To him, here, came his daughters in their soiled and rusty black
dresses, just out of school, and always stopping on impulse of
sympathy to salute him with, "Hello, papa!" and with the touch of
fresh, warm lips on his colourless cheek.
Sometimes they lingered to chatter around him, or bring out pie and
cake to eat in his company. But very soon his gaze became remote, and
the children understood that they were at liberty to go, which they
did, dancing happily away into the outer sunshine, on pleasure
bent--the matchless pleasures of the very young whose poverty has not
as yet disturbed them.
As the summer passed the sunlight grew greyer to Peter Greensleeve.
Also, more often, he mixed his words and made nonsense of what he
said.
The pain in his chest and arms which for a year had caused him
discomfort, bothered him at night, now. He said nothing about it.
That summer Doris had taken a course in stenography and typewriting,
going every day to Brooklyn by train and returning before sunset.
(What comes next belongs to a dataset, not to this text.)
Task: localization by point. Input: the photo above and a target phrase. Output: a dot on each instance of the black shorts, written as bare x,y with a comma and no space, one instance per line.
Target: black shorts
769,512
When school began she asked to be allowed to continue. Catharine, too,
desired to learn. And if their father understood very clearly what
they wanted, it is uncertain. Anyway he offered no objections.
That winter he saw his son very seldom. Perhaps the boy was busy. Once
or twice he came to ask his father for money, but there was none to
give him,--very little for anybody--and Doris and Catharine required
that.
Some little money was taken in at the Hotel Greensleeve; commercial
men were rather numerous that winter: so were duck-hunters. Athalie
often saw them stamping around in the bar, the lamplight glistening on
their oil-skins and gun-barrels, and touching the silken plumage of
dead ducks--great strings of them lying on the bar or on the floor.
Once when she came home from school earlier than usual, she went into
the kitchen and found a hot peach turnover awaiting her, constructed
for her by the slovenly cook, and kept hot by the still more slovenly
maid-of-all-work--the only servants at the Hotel Greensleeve.
Sauntering back through the house, eating her turnover, she noticed
Mr. Ledlie reading his newspaper in the office and her father
apparently asleep on a chair before the stove.
There were half a dozen guests at the inn, duck-hunters from New York,
but they were evidently still out with their bay-men.
Nibbling her pastry Athalie loitered along the hall and deposited her
strapped books on a chair under the noisy wall-clock. Then, at hazard,
she wandered into the bar. It was growing dusky; nobody had lighted
the ceiling lamp.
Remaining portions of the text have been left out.